(no subject)
Sep. 23rd, 2008 02:24 am![[personal profile]](https://www.dreamwidth.org/img/silk/identity/user.png)
Every so often a new line of my specific insatiability becomes visible. Greed, as you know, can be found in wanting more of what one has. But what of the greed in wanting what is true to be true? I want you to exist.
no subject
Date: 2008-11-19 09:51 pm (UTC)I'd locate greed in how the desire relates to its object: what a person is willing to do in order to secure that object, and whether or not that object can satisfy the desire, would be parts of greed (I'm not willing to define it outright).

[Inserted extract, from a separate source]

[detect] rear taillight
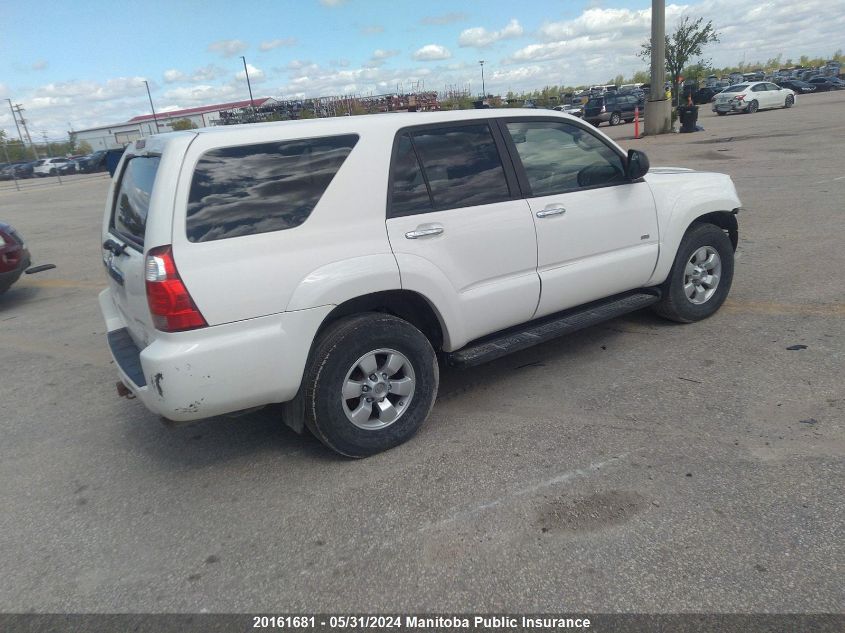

Then what is it you want when you say "I want you to exist"?
I want someone (whom I know to exist) to exist. Knowledge of existence is (one would think) the only way to satisfy that desire, but it didn't. The desire in question has gone away by this point, though, so I doubt I can analyze it. It wasn't "I want you to remain existing," but I'm unsure about "I want you to be around" -- there seemed to be a sense in which the person in question was not sufficiently present, or withholding a part of himself.
Intentionally, or just that you cannot reach this confirmation? And would a single confirmation be sufficient, or is it - like for the black hole effect - something that would require repeated confirmation (in the case of the black hole effect, replies from the person in question)?
If some kind of confirmation would have worked (and it wouldn't have just been a confirmation of existence), I don't know what (or what kind) it would have been.